The book takes readers on a journey across the globe, offering vivid examples of how these human-induced factors are pushing numerous species towards the brink of extinction. Kolbert travels to different locations to illustrate her points, including the Great Barrier Reef, the Amazon rainforest, and the mountains of Peru, to showcase the fragile state of ecosystems and the challenges they face.
Kolbert also provides a historical perspective on past mass extinctions, including the Permian-Triassic event and the end-Cretaceous extinction that wiped out the dinosaurs. These historical comparisons underscore the severity of the current extinction event and its implications for the planet.
The book also features profiles of scientists and researchers working to understand and mitigate the consequences of the Sixth Extinction.

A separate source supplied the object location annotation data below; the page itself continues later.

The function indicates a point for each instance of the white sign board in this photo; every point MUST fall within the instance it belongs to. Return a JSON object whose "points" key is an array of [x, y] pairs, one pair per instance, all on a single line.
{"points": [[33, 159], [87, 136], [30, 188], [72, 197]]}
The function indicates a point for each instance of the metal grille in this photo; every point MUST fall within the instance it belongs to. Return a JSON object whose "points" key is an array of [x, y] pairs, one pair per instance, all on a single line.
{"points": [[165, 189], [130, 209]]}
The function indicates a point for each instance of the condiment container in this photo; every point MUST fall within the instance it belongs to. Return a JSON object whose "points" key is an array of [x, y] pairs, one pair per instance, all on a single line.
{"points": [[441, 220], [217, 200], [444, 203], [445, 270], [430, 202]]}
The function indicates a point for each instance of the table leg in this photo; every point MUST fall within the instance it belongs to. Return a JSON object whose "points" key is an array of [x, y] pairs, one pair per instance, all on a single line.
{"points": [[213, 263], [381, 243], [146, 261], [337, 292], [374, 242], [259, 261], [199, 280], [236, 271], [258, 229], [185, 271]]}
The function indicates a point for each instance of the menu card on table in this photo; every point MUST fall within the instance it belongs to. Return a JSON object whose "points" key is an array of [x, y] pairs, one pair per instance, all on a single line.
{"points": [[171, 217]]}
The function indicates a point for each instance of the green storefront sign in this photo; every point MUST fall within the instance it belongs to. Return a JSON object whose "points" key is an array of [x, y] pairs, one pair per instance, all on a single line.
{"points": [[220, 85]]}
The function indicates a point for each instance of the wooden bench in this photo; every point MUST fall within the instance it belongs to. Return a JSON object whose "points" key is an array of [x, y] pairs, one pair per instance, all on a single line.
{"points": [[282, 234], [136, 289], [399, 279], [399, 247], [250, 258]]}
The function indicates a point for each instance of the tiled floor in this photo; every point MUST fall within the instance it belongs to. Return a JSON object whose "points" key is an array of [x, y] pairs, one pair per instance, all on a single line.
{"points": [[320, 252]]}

Their dedicated efforts provide a glimmer of hope, and Kolbert highlights the urgency of taking action to prevent further species loss.
“The Sixth Extinction” is a meticulously researched and exceptionally well-written book that delivers a powerful message about the dire state of the planet’s biodiversity. Elizabeth Kolbert’s narrative skillfully weaves together scientific research, personal experiences, and historical context to make the complex topic of mass extinctions accessible and engaging to a wide audience.
One of the strengths of the book is its ability to present scientific concepts in an approachable manner without oversimplification. It conveys the gravity of the situation without resorting to alarmism, allowing readers to grasp the seriousness of the extinction crisis. Kolbert’s writing is both informative and evocative, immersing readers in the landscapes she visits and the lives of the scientists she profiles.
The book’s biggest accomplishment is its ability to generate empathy for the many species facing extinction. Kolbert’s storytelling is infused with a sense of urgency, compelling readers to consider the consequences of their actions on the environment. It challenges us to confront the impact of our choices on the world’s ecosystems and inspires a call to action.
However, some readers may find the book’s content disheartening due to the grim reality it portrays. Yet, it is precisely this grimness that underscores the importance of Kolbert’s message: that we have the power to change the course of the Sixth Extinction by taking immediate and meaningful action to protect our planet.
In conclusion, “The Sixth Extinction: An Unnatural History” is a thought-provoking and essential read for anyone interested in environmental science, biology, or the future of our planet. Elizabeth Kolbert’s well-researched and expertly presented book is a wake-up call and a call to arms, urging us to recognize the consequences of our actions and strive for a more sustainable and harmonious coexistence with the natural world.